By Monday morning, another monument to the pope, in Stalowa Wola in eastern Poland, was also defaced.
On Friday morning, the Lodz Prosecutor’s Office announced the arrest of a 25-year-old man, who was charged with defacing the monument and insulting the feelings of believers. If convicted, he faces up to two years in prison. The outlet RMF24 claimed there were more perpetrators, and that the attack was caught on security cameras at the entrance to the cathedral.
The statue in Lodz had been doused with red paint, the pontiff’s face had been painted yellow, and the pedestal inscribed with “maxima culpa” (ultimate fault). Authorities believe this was a reference to the title of Dutch journalist Ekke Overbeek’s book, published in Poland last month.
Overbeek has argued that the future pope, as archbishop of Krakow, covered up the sexual abuse of boys by at least three Catholic priests during the 1970s. Similar claims were made in a documentary journalist Marcin Gutowski made for the Polish channel TV24, which aired in early March.

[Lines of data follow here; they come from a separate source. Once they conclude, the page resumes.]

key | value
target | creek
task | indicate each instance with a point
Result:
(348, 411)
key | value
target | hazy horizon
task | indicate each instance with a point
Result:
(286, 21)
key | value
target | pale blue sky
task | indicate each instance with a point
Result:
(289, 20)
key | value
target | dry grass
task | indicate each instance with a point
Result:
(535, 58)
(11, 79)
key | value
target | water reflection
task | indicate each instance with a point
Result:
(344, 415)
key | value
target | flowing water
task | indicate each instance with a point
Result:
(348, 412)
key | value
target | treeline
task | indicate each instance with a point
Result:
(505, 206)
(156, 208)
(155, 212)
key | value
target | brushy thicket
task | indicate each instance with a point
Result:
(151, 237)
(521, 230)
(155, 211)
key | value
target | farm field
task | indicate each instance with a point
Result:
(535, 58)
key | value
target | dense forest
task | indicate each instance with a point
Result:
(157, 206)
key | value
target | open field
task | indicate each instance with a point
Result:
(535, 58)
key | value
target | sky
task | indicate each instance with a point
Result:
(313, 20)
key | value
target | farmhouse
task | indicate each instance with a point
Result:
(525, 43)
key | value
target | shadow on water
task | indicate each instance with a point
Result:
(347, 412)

John Paul II was born Karol Wojtyla, and is the only Pole to become the head of the Roman Catholic Church to date. From 1964 to his election in 1978, he was the archbishop of Krakow. His elevation has been widely credited with the rise of anti-Communist advocacy in Poland in the 1980s. John Paul II died in 2005 and was declared a saint in 2014.
Polish authorities have responded to the claims by saying all accusations of sexual abuse need to be thoroughly investigated, but defended the late pontiff by saying his critics relied on lies fabricated by the Communist government and that the Catholic church had been in a difficult situation at the time.